I left Idlib Province the way I came, via the mountains. Covered in mud from the crossing, we arrived back at the hotel in Antakya at 3 a.m. on a clear night, and drank Efes Pilsen beer to celebrate our return. What I saw in Syria was a young but authentic insurgent movement, developing in a mode well established by others before it and set to fight a long and costly war of attrition against a classically ruthless foe who will do anything to stay in power. The daunting forces of Assad’s dictatorship have already shown their capability in Homs and elsewhere, but the rebel fighters I encountered displayed the will and determination to take on those forces, despite limited weaponry and weak central authority. As Lieutenant Khabir in Sarmin put it to me, “The regime is fascist and criminal. We expect what happened in Homs to happen here. But even with our simple weapons, we’re ready to fight. Our morale is high. We don’t know how to run away.”

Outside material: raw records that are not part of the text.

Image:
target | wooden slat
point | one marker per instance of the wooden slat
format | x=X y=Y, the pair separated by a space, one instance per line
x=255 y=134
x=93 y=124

The insurgents believe that the international community as a whole is unconcerned with their fate. “The world has no eyes” was the way one activist put it to me. The crucial issue now is whether a rival international effort to counterbalance Russia, Iran, and Hezbollah’s outreach to Assad will come into being. If it does, and if this effort includes training and weaponry for the Free Syrian Army, then the rebel group has a chance to seriously challenge the regime and offer real protection to the Syrian people. If it does not, then scenes similar to those the world has seen in Homs, and far worse, are likely to be repeated across Syria in the months to come. The FSA in Idlib Province have vowed to fight to the end. Whether the next phase will see the beginning of the end for the Assad regime or a long and drawn-out guerrilla war, depends largely on the West. As of now, the latter course appears the more likely.